The Roasterpreneur Series focuses on inspiring up-and-coming roasters and offers advice on running a successful roastery. This week, we spoke to Melissa Garcia Villanueva, founder and CEO of Brewpoint Coffee Roasters to find out how they went from buying a cafe online to running a coffee roastery.
Seven months into dating, Melissa Villanueva and her partner Angelo were browsing through Craigslist for an espresso machine.
Instead, what they ended up buying was a coffee shop and in 2014, Brewpoint Coffee opened for business.
Eight years later, Brewpoint Coffee is a fully fledged coffee company with four cafes, a roastery, and an event space.
Additionally, Melissa is the co-author of a book called ‘Starting & Running a Coffee Shop’ and the brand has won several awards, such as Business of the Year, and Best Coffee Shop in Illinois.
“Brewpoint was built on a promise to get a little better every day,” Melissa explains. “As a brand, we have an overall dedication to equity and inclusion.
“Brewpoint Coffee is not just a business, it is a platform and ecosystem where we are building the world we want to see,” Melissa says.
From running a cafe to becoming a manufacturer
Two years into running the cafe, it became clear to Melissa and Angelo that if they wanted to profit from the business and pay staff, the brand would have to grow.
“Roasting coffee was our way of extending our ecosystem beyond the local community to a global one,” explains Melissa.
In 2017, the couple renovated a 4,000-square-foot loading dock into a cafe, roastery, and event space. “In December of that year, we opened our coffee roastery as a supporting business to our cafes.
“This year, we are investing in our coffee manufacturing business in order to benefit our farmers, as well as other manufacturing coffee businesses,” Melissa adds.
Currently, Brewpoint is working on a new manufacturing site that is geared towards supporting a fair and inclusive coffee industry.
Melissa explains the space will allow small manufacturing coffee businesses to learn how to roast or house their green coffee.
Alternatively, they can rent time on Brewpoint Coffee’s equipment or have the brand toll roast for them.
“Through Brewpoint’s external partnerships, these businesses will have access to financing, educational business resources, and lower cost of goods expenses,” Melissa says.
“I truly believe that with the changes happening in the specialty coffee industry, small businesses will need to collaborate and work together in order to make the numbers work,” she adds.
Melissa admits one of the largest issues she struggled with was changing her mindset. “It can be difficult to switch from the financial mindset of running a cafe to running a manufacturing business.
“It is an entirely different beast, with different metrics to consider. Creating an environment for a roasting associate is very different from that of a barista,” she says.
Understanding when to refresh your brand
As the brand has grown successfully over the years, Melissa reveals Brewpoint Coffee is about to undergo a rebrand.

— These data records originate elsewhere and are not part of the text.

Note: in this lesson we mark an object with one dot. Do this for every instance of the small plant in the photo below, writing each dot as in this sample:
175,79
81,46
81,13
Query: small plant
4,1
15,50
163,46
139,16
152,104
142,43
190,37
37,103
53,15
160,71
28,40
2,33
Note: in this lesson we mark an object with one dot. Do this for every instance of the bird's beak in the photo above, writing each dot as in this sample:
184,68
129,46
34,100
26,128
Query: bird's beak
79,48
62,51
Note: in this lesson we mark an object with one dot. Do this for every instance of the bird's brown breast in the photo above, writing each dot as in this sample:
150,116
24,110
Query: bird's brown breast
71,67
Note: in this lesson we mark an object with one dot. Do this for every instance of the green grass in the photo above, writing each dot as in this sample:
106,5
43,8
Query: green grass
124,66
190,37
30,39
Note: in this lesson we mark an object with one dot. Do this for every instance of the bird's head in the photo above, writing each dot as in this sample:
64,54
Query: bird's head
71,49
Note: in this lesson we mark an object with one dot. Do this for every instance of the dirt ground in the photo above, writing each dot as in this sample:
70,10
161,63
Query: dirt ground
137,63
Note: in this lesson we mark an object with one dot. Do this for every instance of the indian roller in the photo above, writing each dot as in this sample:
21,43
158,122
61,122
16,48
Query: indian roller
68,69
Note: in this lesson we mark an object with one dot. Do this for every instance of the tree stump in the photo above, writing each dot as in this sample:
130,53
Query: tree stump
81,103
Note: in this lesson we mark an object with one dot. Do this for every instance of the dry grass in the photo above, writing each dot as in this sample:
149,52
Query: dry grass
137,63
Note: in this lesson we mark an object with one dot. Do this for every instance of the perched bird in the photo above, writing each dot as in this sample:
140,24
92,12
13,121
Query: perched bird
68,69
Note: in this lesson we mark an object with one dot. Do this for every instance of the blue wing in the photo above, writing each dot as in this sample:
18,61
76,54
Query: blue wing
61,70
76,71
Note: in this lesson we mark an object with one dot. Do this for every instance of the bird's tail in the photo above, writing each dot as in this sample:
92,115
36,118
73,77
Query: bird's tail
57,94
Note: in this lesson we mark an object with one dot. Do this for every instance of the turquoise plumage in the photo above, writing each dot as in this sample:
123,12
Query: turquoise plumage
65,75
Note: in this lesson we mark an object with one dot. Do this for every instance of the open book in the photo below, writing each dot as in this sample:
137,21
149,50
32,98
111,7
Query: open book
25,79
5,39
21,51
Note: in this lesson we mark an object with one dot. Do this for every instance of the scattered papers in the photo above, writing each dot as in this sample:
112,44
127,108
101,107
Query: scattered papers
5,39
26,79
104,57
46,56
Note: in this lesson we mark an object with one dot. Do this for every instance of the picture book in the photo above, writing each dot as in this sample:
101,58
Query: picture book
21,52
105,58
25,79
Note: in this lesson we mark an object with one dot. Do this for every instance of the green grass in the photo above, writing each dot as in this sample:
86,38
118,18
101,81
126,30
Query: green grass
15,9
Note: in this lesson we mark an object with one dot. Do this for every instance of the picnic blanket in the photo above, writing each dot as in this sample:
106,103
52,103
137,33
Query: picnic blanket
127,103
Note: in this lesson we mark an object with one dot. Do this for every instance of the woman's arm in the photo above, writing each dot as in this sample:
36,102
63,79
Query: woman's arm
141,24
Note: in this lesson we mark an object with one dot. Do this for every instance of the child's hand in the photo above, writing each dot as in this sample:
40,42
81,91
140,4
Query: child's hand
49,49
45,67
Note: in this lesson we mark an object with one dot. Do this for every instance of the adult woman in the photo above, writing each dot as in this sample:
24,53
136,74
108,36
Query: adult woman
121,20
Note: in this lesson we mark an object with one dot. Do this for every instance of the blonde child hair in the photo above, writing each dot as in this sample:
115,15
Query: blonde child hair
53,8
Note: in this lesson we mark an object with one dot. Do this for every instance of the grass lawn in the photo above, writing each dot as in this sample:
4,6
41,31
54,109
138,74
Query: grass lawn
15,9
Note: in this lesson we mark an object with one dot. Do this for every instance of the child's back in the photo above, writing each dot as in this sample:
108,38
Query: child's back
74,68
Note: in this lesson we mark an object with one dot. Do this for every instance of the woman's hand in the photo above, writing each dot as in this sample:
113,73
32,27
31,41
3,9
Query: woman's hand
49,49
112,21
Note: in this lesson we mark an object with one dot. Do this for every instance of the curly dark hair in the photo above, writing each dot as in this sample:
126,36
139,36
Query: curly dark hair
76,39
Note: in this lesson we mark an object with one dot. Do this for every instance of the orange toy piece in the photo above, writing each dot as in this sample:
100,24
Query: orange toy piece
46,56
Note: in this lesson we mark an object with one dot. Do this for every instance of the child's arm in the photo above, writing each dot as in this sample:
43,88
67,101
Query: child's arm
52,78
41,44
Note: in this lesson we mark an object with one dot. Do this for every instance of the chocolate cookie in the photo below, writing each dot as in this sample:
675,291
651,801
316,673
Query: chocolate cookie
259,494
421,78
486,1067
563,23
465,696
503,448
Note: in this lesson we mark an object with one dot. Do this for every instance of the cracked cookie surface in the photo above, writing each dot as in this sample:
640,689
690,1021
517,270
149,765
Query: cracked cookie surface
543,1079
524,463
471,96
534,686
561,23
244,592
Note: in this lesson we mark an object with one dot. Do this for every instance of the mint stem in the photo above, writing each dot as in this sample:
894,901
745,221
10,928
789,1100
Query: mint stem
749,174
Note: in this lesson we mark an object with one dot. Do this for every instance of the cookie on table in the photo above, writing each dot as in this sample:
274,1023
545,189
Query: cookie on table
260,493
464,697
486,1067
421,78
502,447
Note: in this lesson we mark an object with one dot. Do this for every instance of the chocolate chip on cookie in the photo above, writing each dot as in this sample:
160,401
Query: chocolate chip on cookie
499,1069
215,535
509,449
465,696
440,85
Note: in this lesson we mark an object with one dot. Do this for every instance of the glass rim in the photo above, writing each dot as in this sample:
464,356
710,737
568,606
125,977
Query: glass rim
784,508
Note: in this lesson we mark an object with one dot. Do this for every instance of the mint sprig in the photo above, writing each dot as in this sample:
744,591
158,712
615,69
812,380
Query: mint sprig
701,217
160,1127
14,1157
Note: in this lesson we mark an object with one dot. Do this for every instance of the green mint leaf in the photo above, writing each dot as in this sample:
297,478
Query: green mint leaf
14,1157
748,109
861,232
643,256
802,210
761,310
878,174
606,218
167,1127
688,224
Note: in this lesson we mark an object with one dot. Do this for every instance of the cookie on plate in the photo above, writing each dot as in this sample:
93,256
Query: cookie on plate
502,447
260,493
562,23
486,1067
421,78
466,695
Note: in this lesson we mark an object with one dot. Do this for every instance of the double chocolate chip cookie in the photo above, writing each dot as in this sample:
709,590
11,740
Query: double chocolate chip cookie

Currently, Brewpoint Coffee is packaged in flat-bottom coffee pouches made from sustainable, natural kraft paper. The bags boast a colourful custom print label and the brand’s iconic logo: a hexagon with a triangle fitted inside.
The hexagon represents the six values of the company, which are curiosity, empathy, community, diversity, responsibility, and collaboration. The triangle represents how Brewpoint Coffee makes its impact through coffee, creativity, and community.
While Melissa is keeping the redesign a secret, the rebranded coffee bags are sure to capture consumer attention, much like its current packaging does.
As a business, Brewpoint aims to inspire all players within the specialty coffee industry by collaborating with and supporting smaller enterprises.
For instance, the brand provides these businesses with a platform on which they can share resources, learn from others in the industry, and grow successfully.
Additionally, Brewpoint is making a significant social impact as it provides its coffee farmers with $2 or more above Fair Trade coffee prices. The brand also ensures it purchases full lots of coffee to provide security for the farmers.
More so, Brewpoint has partnered with World Coffee Research (WCR). For every pound of green coffee purchased, 1% will go towards supporting WCR’s research to develop a more sustainable specialty supply chain.
As a brand, Brewpoint is a prime example of how a coffee business can offer great coffee and also be a vehicle for change across the value chain.
Ask yourself: Why do I want to open a coffee roastery?
“I’m very much a ‘learn by experience’ person,” Melissa explains. “So, it’s difficult for me to imagine a different experience than what I’ve done thus far.”
That said, she admits if she could start the process over, she would find a location with a loading dock that did not interfere with cafe operations or events.
Melissa also advises aspiring roasters to understand why they are choosing to open a coffee roastery.
“Is it to support your cafes, or provide customers with transparent, ethically sourced coffee? Will it be done via ecommerce or retail, and will you want to scale regionally or nationwide?” she asks.
Notably, there are a million ways to build a coffee roasting business. However, Melissa says understanding what you aim to achieve can help roasters define their operations and overhead.
“I say this as someone who has all their fingers in all the different pies,” she laughs. Knowing my why is something I have to revisit regularly to ensure I’m building a business for the long run.”